Our last full day on the Cabot Trail began with some delicious Dutch pancakes and we set off to Big Bras d'Or to board the Puffin Express with Bird Island Boat Tours (a company that has been going for over 40 years). We spent 3 hours touring the Bird Islands and saw Atlantic Puffins, Great Blue Herons, a Black-Legged Kittiwake among many others. It was an incredibly interesting tour run by a father and son, Vince and Ian, whose enthusiasm for the birds was just infectious!

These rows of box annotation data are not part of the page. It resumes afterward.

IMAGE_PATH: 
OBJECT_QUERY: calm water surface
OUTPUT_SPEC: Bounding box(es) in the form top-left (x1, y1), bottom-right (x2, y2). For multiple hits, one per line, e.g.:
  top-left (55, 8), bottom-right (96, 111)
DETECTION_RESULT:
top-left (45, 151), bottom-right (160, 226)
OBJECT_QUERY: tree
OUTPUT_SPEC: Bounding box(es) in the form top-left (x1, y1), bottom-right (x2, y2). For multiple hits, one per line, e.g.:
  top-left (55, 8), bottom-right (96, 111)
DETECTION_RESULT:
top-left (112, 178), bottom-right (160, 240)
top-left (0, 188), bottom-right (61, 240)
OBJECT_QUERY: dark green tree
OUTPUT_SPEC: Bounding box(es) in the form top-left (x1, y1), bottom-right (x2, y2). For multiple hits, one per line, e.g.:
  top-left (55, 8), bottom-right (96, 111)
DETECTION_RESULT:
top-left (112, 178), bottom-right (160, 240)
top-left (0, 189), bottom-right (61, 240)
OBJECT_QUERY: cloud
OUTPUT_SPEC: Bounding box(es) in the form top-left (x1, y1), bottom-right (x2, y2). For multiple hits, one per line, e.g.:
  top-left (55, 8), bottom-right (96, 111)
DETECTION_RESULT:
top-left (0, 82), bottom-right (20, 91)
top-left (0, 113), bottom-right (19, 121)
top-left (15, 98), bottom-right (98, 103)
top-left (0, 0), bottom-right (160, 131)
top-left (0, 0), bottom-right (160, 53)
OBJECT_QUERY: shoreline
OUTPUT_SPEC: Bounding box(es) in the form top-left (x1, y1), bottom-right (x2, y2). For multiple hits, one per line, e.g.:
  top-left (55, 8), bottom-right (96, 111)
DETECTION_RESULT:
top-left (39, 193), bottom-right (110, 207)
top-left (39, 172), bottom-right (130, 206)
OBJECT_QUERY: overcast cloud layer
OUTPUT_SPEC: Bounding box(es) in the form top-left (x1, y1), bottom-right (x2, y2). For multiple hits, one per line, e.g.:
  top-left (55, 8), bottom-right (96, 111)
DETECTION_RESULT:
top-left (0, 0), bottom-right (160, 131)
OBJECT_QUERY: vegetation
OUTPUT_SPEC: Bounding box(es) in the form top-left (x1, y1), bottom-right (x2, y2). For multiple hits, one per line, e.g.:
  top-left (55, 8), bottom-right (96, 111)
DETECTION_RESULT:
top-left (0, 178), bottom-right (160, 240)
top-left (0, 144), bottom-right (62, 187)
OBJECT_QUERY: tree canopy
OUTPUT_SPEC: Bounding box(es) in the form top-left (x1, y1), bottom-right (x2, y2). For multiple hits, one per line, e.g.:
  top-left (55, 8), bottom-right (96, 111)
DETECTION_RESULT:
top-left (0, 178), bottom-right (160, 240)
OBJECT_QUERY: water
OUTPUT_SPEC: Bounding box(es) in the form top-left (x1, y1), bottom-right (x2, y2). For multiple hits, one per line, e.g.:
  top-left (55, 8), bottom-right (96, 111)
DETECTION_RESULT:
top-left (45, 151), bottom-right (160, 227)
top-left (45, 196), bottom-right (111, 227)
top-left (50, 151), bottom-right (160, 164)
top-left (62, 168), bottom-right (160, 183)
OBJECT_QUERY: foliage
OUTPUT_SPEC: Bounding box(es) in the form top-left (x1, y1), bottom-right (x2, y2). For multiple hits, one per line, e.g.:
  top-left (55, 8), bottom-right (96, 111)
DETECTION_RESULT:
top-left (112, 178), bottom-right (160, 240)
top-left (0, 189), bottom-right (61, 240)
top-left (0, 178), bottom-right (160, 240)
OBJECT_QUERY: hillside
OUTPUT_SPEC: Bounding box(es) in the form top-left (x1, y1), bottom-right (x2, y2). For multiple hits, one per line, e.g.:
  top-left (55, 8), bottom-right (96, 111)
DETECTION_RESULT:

Managing to leave without picking up any Puffin-related merchandise (well done Katy) we set off to Baddeck to check into the Telegraph House Hotel, a very twee hotel. With the floral wallpaper and thick quilt covering the bed we felt like we had checked into someone's Granny's spare bedroom! However, it was extremely comfortable and put us in the perfect location for the pièce de résistance of our time in Cape Breton and that was having the lobster platter at the Linwood Inn. Having mostly eaten picnics in our hotel rooms during our time here to justify having lobster on a backpackers budget, we can definitely say it was worth it and every bit as good as it looks! After dinner we set out in hunt of a bar or pub where we could join the locals for a drink or two only to discover that Baddeck is actually a dry town and can only serve alcohol in licensed restaurants so a bit disappointed we made our way back to our hotel for an early night!
We are now off back to the city, Halifax here we come!